A series of exhibitions with artists and collectives who use photography to contest dominant visual narratives of conflicts
A retrospective exhibition of Depression Era, a collective art project in Athens, Greece engaging the "Greek crisis" and its aftermath
Slought is pleased to announce Photography in Crisis: Depression Era, 2011-2019, a retrospective exhibition presenting the Depression Era project, a collective lens-based arts project based in Athens, Greece whose work engages the so-called "Greek crisis" and its aftermath, on display from January 17 – February 17, 2019. During this time, Allan Sekula's "Waiting for the Tear Gas" (1999) will also be on view in our Mediatheque as a companion piece to the exhibition. An opening reception will take place on Thursday, January 17, 2019 from 6-9pm, with a conversation featuring members of the collective at 7pm, including Pavlos Fysakis, Yiannis Hadjiaslanis, Yorgos Prinos, Georges Salameh, Vangelis Tatsis, and Pasqua Vorgia.
The Depression Era collective was founded in 2011. Driven by a spirit of collaboration and a determined social and political impulse, the project brings together artists, photographers, writers, curators, in order to articulate a common discourse against the extreme social, economic, and political transformations that Greece has experienced in the aftermath of the 2007-2008 financial crisis. Focusing on the financial and social crisis that has so effected such large swaths of Greek society, the transformations that have taken place in urban and social landscapes because of this crisis, the intensification of migration and the influx of refugees, the increase in homelessness, the ruination of public systems, the collapse of neighborhoods, and the increased vulnerability of all kinds of bodies, Depression Era has sought to provide a visual language for understanding not only the human cost of the crisis but also the possibility of an artistic activism based on visual literacy.
Depression Era is therefore not only a project that begins in response to an economic and social crisis—a project that seeks to present the crisis through several mediums, and especially through photography—but a project that also seeks to think about the way in which this crisis evokes a crisis within photography itself. In what way can photography—as a medium, as a practice, as a sociological and documentary practice and a theoretical and even philosophical intervention—represent crisis, transformation, dispossession, and displacement? How can photography address these issues in a meaningful way?
In order to think about these questions, the Depression Era project seeks to inhabit the urban and social landscapes of the crisis. It begins as a collective experiment that, picturing the Greek city and its outer regions, the private lives of outcasts, the emergence of the Commons and snapshots of everyday life that often remain unnoticed, seeks to understand, as clearly as possible, the social, economic, and historical changes currently taking place in Greece.
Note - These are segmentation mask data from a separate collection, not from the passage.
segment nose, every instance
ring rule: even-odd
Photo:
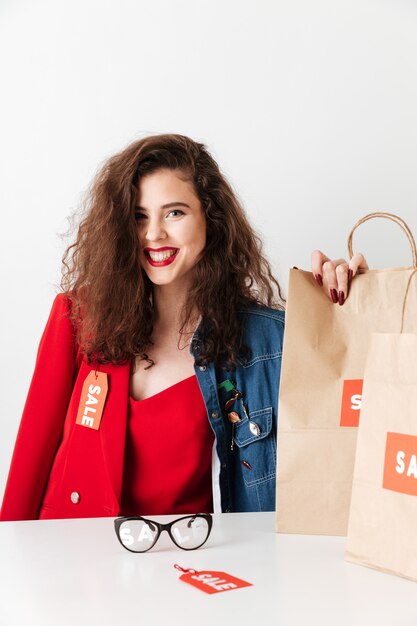
[[[161,219],[150,218],[146,224],[145,233],[146,241],[160,241],[166,239],[167,234]]]

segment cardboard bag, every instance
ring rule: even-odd
[[[402,227],[417,267],[410,230],[387,213],[371,213],[354,226],[349,258],[355,229],[378,217]],[[278,403],[278,532],[346,535],[370,336],[399,332],[412,270],[364,271],[343,306],[330,301],[312,273],[290,271]],[[417,332],[417,316],[413,324]]]
[[[410,306],[416,317],[417,280],[413,291],[407,310]],[[417,581],[416,529],[417,334],[374,334],[364,375],[346,559]]]

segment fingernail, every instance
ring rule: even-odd
[[[316,279],[316,283],[323,287],[323,277],[321,274],[314,274],[314,278]]]
[[[339,291],[339,304],[340,304],[340,306],[342,306],[344,301],[345,301],[345,294],[343,293],[343,291]]]
[[[353,270],[349,270],[348,271],[348,283],[350,283],[350,281],[352,280],[352,276],[353,276]]]
[[[337,304],[337,302],[339,302],[339,296],[337,295],[336,289],[330,289],[330,297],[332,299],[333,304]]]

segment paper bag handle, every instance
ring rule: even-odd
[[[410,242],[411,252],[413,255],[413,267],[417,268],[417,249],[416,249],[416,242],[414,241],[413,234],[411,230],[409,229],[409,227],[407,226],[407,224],[404,222],[404,220],[401,219],[401,217],[398,217],[398,215],[394,215],[393,213],[383,213],[383,212],[369,213],[368,215],[365,215],[364,217],[362,217],[358,222],[356,222],[356,224],[350,231],[350,234],[348,237],[349,259],[353,257],[353,247],[352,247],[353,233],[358,228],[358,226],[360,226],[364,222],[367,222],[370,219],[373,219],[374,217],[384,217],[387,220],[391,220],[391,222],[398,224],[398,226],[404,231],[404,233],[407,236],[408,241]]]
[[[407,296],[408,296],[408,292],[410,291],[410,284],[411,284],[411,280],[413,278],[413,276],[417,274],[417,269],[413,270],[410,274],[410,276],[408,277],[408,281],[407,281],[407,287],[405,288],[405,295],[404,295],[404,300],[403,300],[403,310],[401,312],[401,330],[400,333],[402,334],[403,329],[404,329],[404,315],[405,315],[405,305],[407,304]]]

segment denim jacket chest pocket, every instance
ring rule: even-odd
[[[276,442],[272,407],[249,413],[234,425],[234,445],[245,484],[255,485],[275,477]]]

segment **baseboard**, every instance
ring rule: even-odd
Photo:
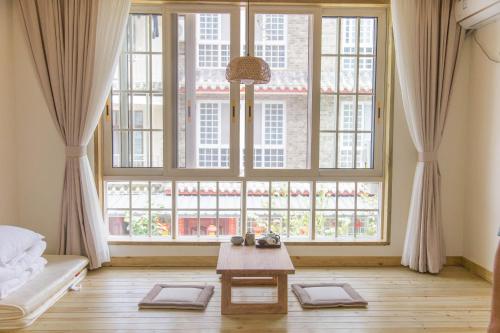
[[[295,267],[397,267],[398,256],[291,256]],[[462,266],[462,257],[447,257],[447,266]],[[215,267],[217,256],[112,257],[113,267]]]
[[[493,283],[493,272],[490,272],[483,266],[476,264],[475,262],[465,257],[462,257],[462,266],[464,266],[465,269],[467,269],[471,273],[474,273],[477,276],[485,279],[486,281]]]

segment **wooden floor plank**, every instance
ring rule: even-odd
[[[299,268],[289,284],[348,282],[367,309],[303,310],[288,288],[287,315],[220,313],[220,280],[210,268],[108,267],[90,272],[79,292],[70,292],[23,332],[484,332],[491,285],[460,267],[439,275],[399,267]],[[156,283],[213,284],[206,311],[139,310],[137,302]],[[238,301],[276,297],[269,287],[234,288]]]

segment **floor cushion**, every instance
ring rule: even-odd
[[[348,283],[292,284],[303,308],[365,307],[368,305]]]
[[[157,284],[139,303],[139,308],[204,310],[213,293],[213,286]]]

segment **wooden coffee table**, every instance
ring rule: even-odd
[[[295,273],[284,244],[279,249],[258,249],[222,243],[217,261],[217,273],[222,274],[222,314],[256,314],[288,312],[288,274]],[[233,303],[232,286],[275,285],[277,303]]]

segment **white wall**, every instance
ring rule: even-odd
[[[0,1],[0,224],[17,223],[12,1]]]
[[[500,21],[478,30],[478,40],[500,59]],[[500,65],[472,40],[464,256],[493,270],[500,228]]]
[[[17,13],[16,13],[17,15]],[[15,19],[14,21],[18,21]],[[43,96],[19,24],[14,24],[15,122],[19,225],[47,236],[49,252],[58,247],[59,205],[64,172],[64,148],[46,110]],[[460,84],[453,95],[452,112],[440,150],[443,174],[443,224],[447,254],[462,255],[464,180],[463,156],[466,124],[467,64],[461,59]],[[388,246],[293,247],[292,255],[400,256],[410,201],[416,151],[403,114],[399,84],[395,84],[394,170],[392,192],[391,244]],[[112,246],[112,255],[216,255],[217,247]]]

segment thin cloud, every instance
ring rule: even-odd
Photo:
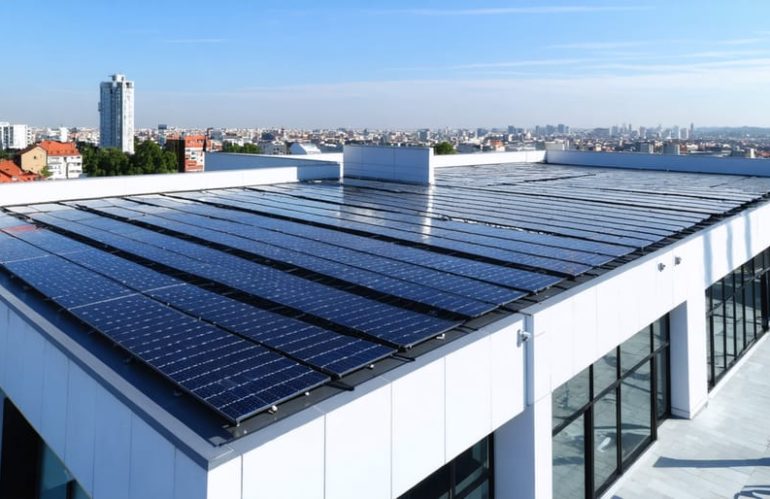
[[[574,64],[581,64],[587,60],[588,59],[532,59],[523,61],[477,62],[470,64],[453,64],[447,66],[406,66],[384,69],[386,71],[451,71],[465,69],[526,68],[542,66],[570,66]]]
[[[509,14],[580,14],[593,12],[632,12],[650,10],[642,5],[552,5],[530,7],[488,7],[474,9],[394,9],[371,10],[374,14],[401,14],[413,16],[499,16]]]
[[[226,38],[177,38],[173,40],[163,40],[163,43],[174,43],[180,45],[196,45],[207,43],[225,43]]]
[[[549,45],[549,49],[611,50],[649,45],[650,42],[577,42]]]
The collective's name takes its point of departure from its sense that entropy, disaster, uncertainty, and insolvency are also states of mind that are presently ushering us into an era in which notions of progress, ideas of growth, and the reflex of looking forward to a future are no longer dominant modes of perceiving and creating in the world.
For this reason, Depression Era seeks to overcome the mediatic white noise of current public discourse by creating its own mosaic of images and texts. It offers actions, the design of new spaces, digital platforms and interfaces, and publications that dynamically explore this mosaic. At the same time, it organizes educational initiatives and includes calls to young artists hoping to create an artistic archive of the crisis and, through this archive, a new digital and physical Commons, a kind of "sidewalk museum" that might present an alternative, informal record of contemporary history to our public spaces and, in doing so, call forth, in time, the possibility of another era, one that would surpass the Depression Era.
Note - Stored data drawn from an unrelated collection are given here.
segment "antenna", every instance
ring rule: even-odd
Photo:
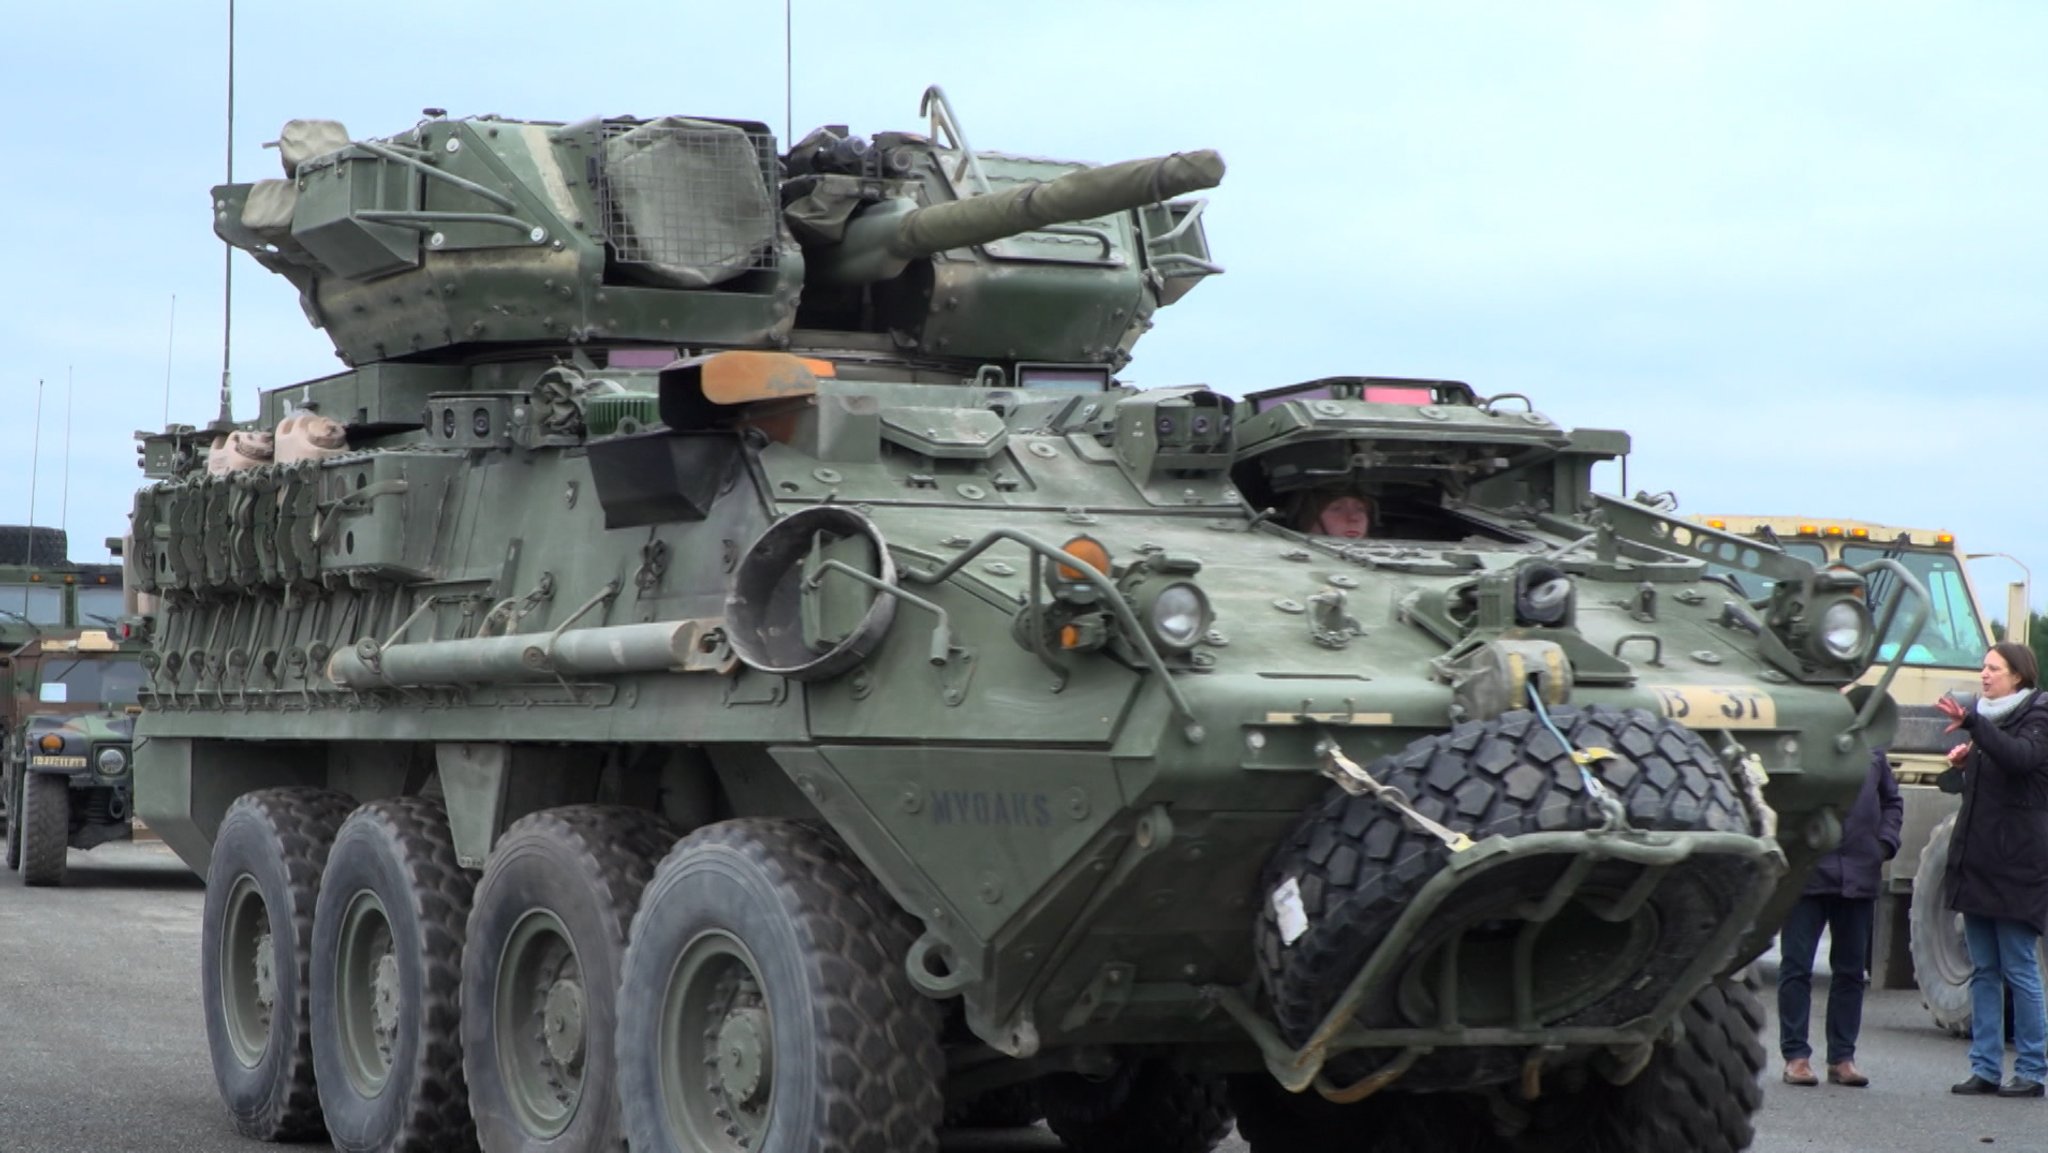
[[[57,502],[57,526],[71,530],[71,366],[64,366],[64,495]],[[31,545],[31,548],[34,546]]]
[[[235,182],[235,0],[228,0],[228,180]],[[220,310],[220,420],[223,429],[235,423],[235,392],[231,367],[235,334],[235,246],[223,240]],[[169,403],[165,403],[166,410]],[[166,415],[165,423],[169,423]]]
[[[790,6],[794,3],[795,0],[782,0],[782,146],[784,148],[788,148],[796,140],[796,111],[795,101],[792,96],[792,93],[796,91],[796,81],[791,79],[794,75],[791,62],[795,59],[796,54],[792,43],[795,40],[796,34],[792,27],[790,13]]]
[[[22,558],[28,563],[29,576],[31,577],[35,576],[36,571],[36,476],[42,472],[43,460],[43,381],[41,377],[36,378],[36,435],[33,443],[35,448],[31,450],[28,458],[28,544],[24,548],[27,555]],[[28,620],[33,615],[29,612],[28,604],[28,594],[32,587],[34,587],[34,581],[32,580],[21,586],[21,615],[24,620]]]
[[[171,293],[171,333],[164,339],[164,427],[171,427],[171,356],[178,348],[178,294]]]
The Depression Era collective seeks to create a multidimensional project that includes exhibitions, educational projects, public interventions, and a forum for discussing the role and place of photography within the worlds of contemporary social and political life.
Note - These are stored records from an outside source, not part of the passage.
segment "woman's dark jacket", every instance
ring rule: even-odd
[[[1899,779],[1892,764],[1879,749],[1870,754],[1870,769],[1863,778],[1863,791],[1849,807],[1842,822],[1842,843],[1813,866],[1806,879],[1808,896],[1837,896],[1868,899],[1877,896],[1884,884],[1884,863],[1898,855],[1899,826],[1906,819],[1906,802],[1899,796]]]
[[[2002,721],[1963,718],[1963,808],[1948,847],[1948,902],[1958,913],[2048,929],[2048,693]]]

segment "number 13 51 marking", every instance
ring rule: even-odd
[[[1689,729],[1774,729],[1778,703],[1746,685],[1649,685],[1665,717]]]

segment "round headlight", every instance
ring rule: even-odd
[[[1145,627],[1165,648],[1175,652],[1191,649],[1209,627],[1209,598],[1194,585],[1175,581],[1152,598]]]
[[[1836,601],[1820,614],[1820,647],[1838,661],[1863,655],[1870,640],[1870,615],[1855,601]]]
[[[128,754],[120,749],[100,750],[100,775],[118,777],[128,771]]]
This exhibition is presented alongside, and against the backdrop of, Allan Sekula's "Waiting for the Tear Gas" (1999), since it too addresses the devastating consequences of abstract global capital, which have included, then as now, an intensification and deepening of humanitarian crises around the globe. In juxtaposing these two projects, we want to initiate a broader discussion about the aftermath of what Wendy Brown has called the "economization of democracy."